I took my first creative writing class back in 2001. Using a photograph my grandma had given me as inspiration, I wrote a short story about a girl called Hannah who worked in a factory in World War 1.
As a Mum with a full time job, the process of expanding that short story into a novel has been achingly slow. Mainly short bursts of frantic scribbling, snatched between tube stops – thank you TfL, those delays provided some quality writing time.
I think it was six months into writing ‘The Canary Cage’ when I realised that choosing the historical fiction genre was the equivalent of a novice runner accidentally signing up for the London Marathon instead of the ‘Couch to 5K’.
Everything (and I mean everything) has to be researched: how people spoke, what people ate, what they wore, the rules of football, were all potentially different a hundred years ago. Watching reruns of Blackadder goes Forth wasn’t going to cut it.
As a keen but naïve amateur, I completely underestimated the scale of research required.

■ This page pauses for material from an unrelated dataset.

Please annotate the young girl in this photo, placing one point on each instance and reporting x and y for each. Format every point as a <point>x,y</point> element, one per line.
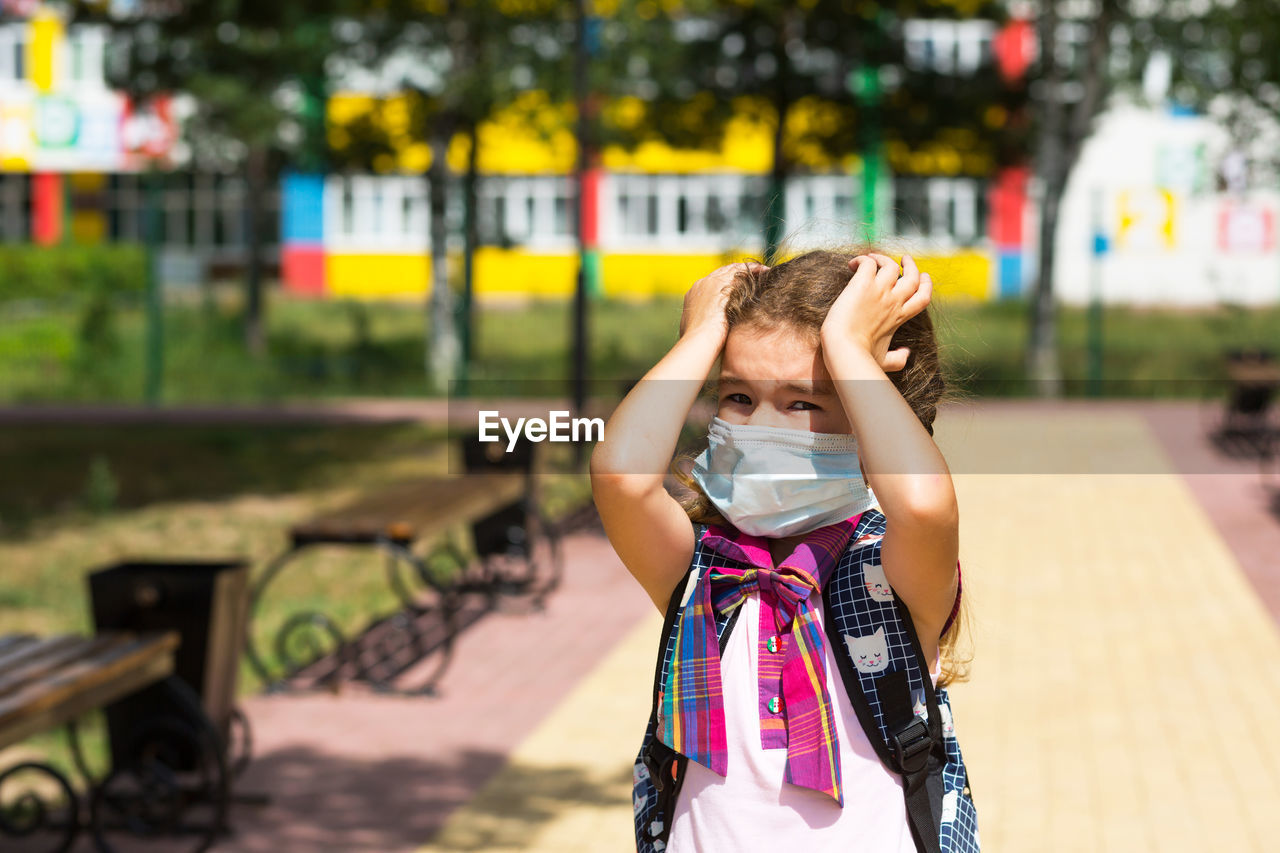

Only by learning the craft, did I come to understand that truly brilliant authors like Annie Proux spend years immersing themselves in a period before they even start to write.
Now I love a bit of research and my shelves are bursting with books on WW1, but I dread to think what my browser history says about me. No doubt Googling ‘how to make ammunition’ has put me on a MI5 watch list.
Even after years of research, I will have made lots of mistakes. I only discovered last week that pallets weren’t invented until the 1930s – who knew? But I now realise that a writer will never think that their work is really finished. I just hope readers will forgive any historical inaccuracy.
The best part about spending so many years writing a book is that you get to know your beloved characters intimately. As I get closer to publication, I hope that they will get the opportunity to meet some readers. Fingers crossed other people will want to spend time with them too.